О церкви. На самом деле речь, как мне кажется, идет не о РПЦ.
РПЦ – она и есть РПЦ. Ей тысяча лет, и рассматривать ее в системе координат «хорошо-плохо», «прогрессивно-реакционно», всерьез обсуждать, могут ли либералы с ней вступить в союз или не могут, в достаточной степени беспредметно.
Совершенно согласен с Радзиховским в том, что касается параллелей с Восточной Европой. Там либеральные идеи действительно приобрели быструю и устойчивую популярность, прежде всего, благодаря тому, что смешались «в одном флаконе» с идеями национальной независимости и национальной идентичности, которые, в свою очередь, ассоциируются с Церковью. Именно эти национально-патриотические идеи заставляют бывших, замученных старшим братом советских сателлитов бежать что есть мочи к Америке, к НАТО, к западным, т.е. либеральным ценностям – только бы подальше от России.
То ли дело у нас. У нас патриотизм, национальная идея прочно увязываются исключительно с имперским прошлым, т.е. с Советским Союзом, а либеральные ценности – с Америкой, НАТО и прочими врагами любезного Отечества. И они несовместимы.
Бесспорно выигрышный, замечательный проект скрещивания либерализма с патриотизмом и национальным традиционализмом (читай – РПЦ) не был оригинальным уже в те былинные времена конца 80-х, когда г-н Игнатьев учил уму-разуму Г.В. Старовойтову. Однако ни тогда, не позже, в самый благоприятный момент, на пике буржуазно-демократической революции начала 90-х, он не имел шансов на практическое воплощение. Тем более не реализуем он и сейчас, как бы того ни хотелось Радзиховскому, Игнатьеву, мне и нашим единомышленникам.

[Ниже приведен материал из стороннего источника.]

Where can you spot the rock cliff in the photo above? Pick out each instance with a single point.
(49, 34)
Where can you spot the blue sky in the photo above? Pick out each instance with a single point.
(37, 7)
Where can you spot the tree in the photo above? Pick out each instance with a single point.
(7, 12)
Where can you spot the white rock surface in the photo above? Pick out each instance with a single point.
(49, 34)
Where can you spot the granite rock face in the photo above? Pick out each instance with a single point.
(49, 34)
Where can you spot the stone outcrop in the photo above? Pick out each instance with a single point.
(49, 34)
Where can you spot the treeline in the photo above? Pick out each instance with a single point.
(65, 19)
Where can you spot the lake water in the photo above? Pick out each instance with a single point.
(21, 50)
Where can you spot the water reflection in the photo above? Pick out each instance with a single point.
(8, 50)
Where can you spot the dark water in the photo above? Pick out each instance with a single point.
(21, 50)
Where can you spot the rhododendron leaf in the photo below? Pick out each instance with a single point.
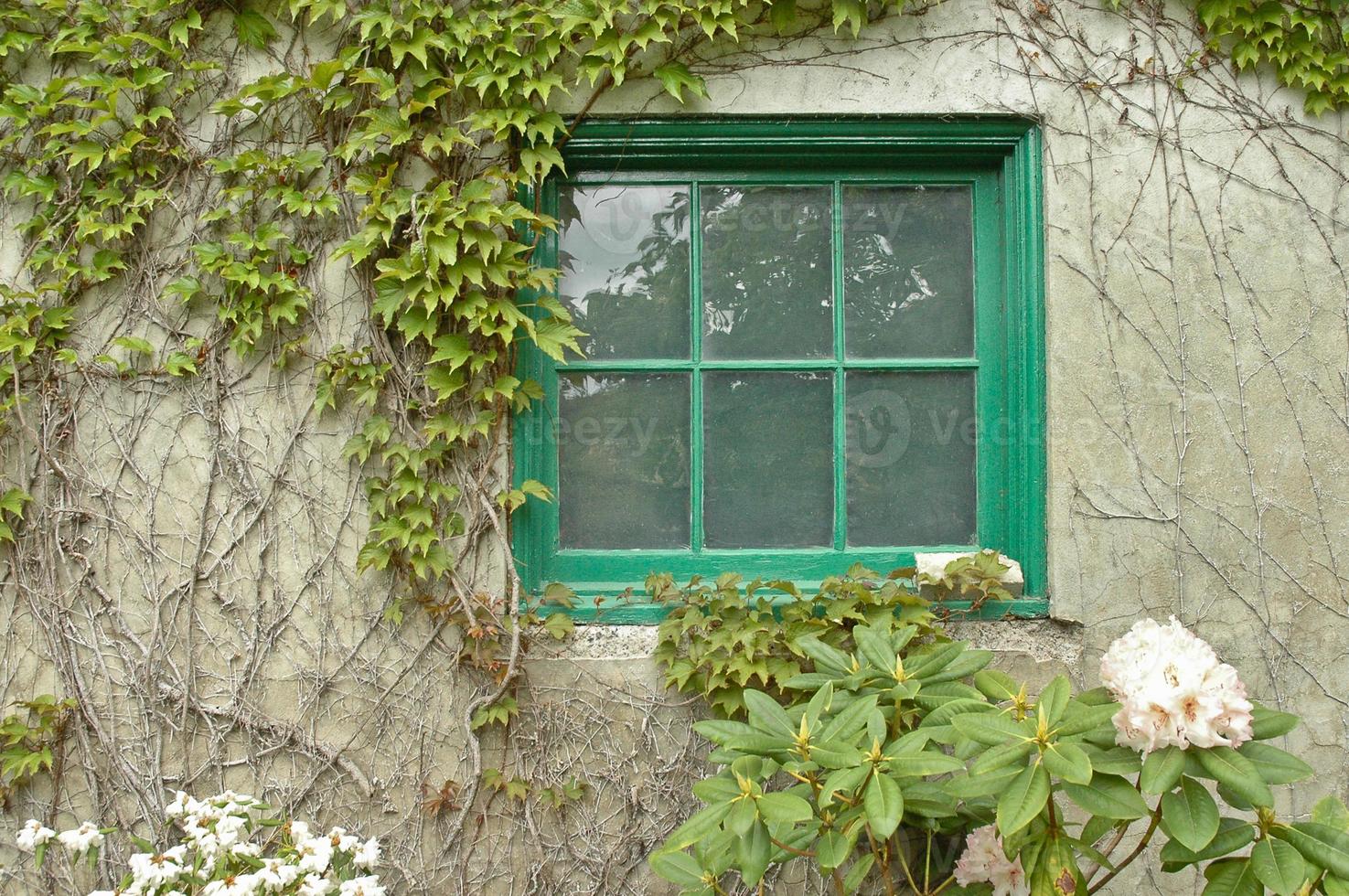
(1108, 796)
(922, 764)
(784, 807)
(883, 805)
(1318, 844)
(1022, 799)
(996, 685)
(976, 785)
(768, 714)
(1079, 718)
(1190, 816)
(1055, 870)
(832, 850)
(1275, 765)
(1068, 762)
(755, 853)
(744, 814)
(990, 729)
(1118, 760)
(1054, 699)
(1278, 865)
(678, 868)
(1232, 878)
(1001, 756)
(1162, 770)
(850, 720)
(1232, 836)
(699, 826)
(1334, 887)
(1236, 772)
(1267, 723)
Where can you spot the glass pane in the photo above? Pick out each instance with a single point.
(766, 272)
(624, 254)
(908, 272)
(768, 459)
(911, 442)
(624, 461)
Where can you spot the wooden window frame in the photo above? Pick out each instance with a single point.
(999, 159)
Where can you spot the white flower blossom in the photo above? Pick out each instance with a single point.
(369, 854)
(316, 853)
(81, 838)
(369, 885)
(33, 834)
(985, 862)
(1173, 691)
(277, 873)
(216, 841)
(315, 885)
(232, 885)
(341, 841)
(154, 869)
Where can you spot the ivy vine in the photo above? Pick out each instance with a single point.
(397, 156)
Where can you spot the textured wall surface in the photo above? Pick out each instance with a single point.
(195, 579)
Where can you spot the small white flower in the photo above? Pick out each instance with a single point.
(33, 834)
(369, 854)
(252, 850)
(232, 885)
(150, 870)
(277, 873)
(316, 853)
(81, 838)
(341, 841)
(1173, 691)
(362, 887)
(985, 862)
(315, 885)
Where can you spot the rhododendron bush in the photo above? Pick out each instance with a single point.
(227, 847)
(903, 764)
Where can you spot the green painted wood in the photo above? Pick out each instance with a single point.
(997, 158)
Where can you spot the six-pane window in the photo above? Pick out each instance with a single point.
(786, 368)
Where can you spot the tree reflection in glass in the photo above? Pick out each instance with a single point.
(766, 272)
(908, 272)
(624, 254)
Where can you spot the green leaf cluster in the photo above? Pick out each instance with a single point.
(897, 742)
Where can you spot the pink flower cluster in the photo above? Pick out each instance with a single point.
(1173, 691)
(985, 862)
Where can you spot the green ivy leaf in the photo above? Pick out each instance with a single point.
(676, 79)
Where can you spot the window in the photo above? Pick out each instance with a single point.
(808, 343)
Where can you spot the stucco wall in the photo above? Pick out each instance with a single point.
(1198, 389)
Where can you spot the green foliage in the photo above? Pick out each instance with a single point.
(30, 740)
(877, 763)
(721, 638)
(1303, 43)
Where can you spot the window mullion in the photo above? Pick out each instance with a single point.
(840, 386)
(695, 479)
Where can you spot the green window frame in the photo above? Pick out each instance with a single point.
(997, 158)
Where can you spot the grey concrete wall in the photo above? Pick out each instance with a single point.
(200, 589)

Кроме того. Если называть вещи своими именами, представление о значительном и самостоятельном политическом влиянии РПЦ представляется преувеличенным. Как говаривал император Павел Петрович, «в России велик только тот, с кем я говорю и только пока я с ним говорю». РПЦ как институт никогда не позволит себе прервать диалог с Кремлем (или с Белым домом – не суть), и диалог в той тональности, которая устраивает Кремль.
Поэтому значительно более предметен, и, думаю, именно его на самом деле начал Радзиховский, разговор не о РПЦ, а о патриархе Кирилле. Поскольку Кирилл, со всей очевидностью – фигура яркая, мощная, амбициозная, нетривиальная и резко выделяющаяся на нашей мертвой, лунной политической поверхности. Это вовсе не значит, что либералы должны немедленно, со всем присущим им обаянием, начать заигрывать с Его Святейшеством. Но иметь в виду наличие на доске этой тяжелой и объективно не враждебной фигуры они обязаны.
О ситуации для либералов. Есть такое мнение, и оно в известной мере представлено в тексте Игоря Яковенко, что кризис, т.е. ухудшение экономической ситуации в стране и ослабление позиций власти, выгоден либеральной оппозиции. Чем хуже, тем лучше! Пусть сильнее грянет буря!
Увы, господа, увы… Рад бы, как говорится, да нечем. Лучше напомню анекдот, правда, малопристойный, но зато к случаю.
В деревне голод. Зверюшки собрались на совет. Как быть? Надо рвать когти в город. Тут Шарик встает и говорит: «Ребята, вы – как хотите, а я остаюсь. У меня перспективы». Его прижали: колись, сукин сын, какие перспективы? Шарик туда-сюда, поломался, потом глазки опустил и отвечает: «Я хозяйский разговор подслушал. Говорят: «Если дальше так пойдет – будем хрен у Шарика сосать».
И что теперь делать? А кто же знает? Можно с оптимизмом ждать перспектив, бодро повизгивая и подбадривая себя ударами хвоста.
Можно разминаться интеллектуальным рукоблудием в «ЕЖе» – чем мы и занимаемся. Сочетая приятное с полезным. И хандру разгоняет, и от прыщей помогает, и позволяет сказать, что мы хотя бы отдаем себе отчет.
Можно еще ползти на кладбище – но это как раз ни к чему, поскольку никогда не поздно, никуда не денется и в корне противоречит христианской традиции.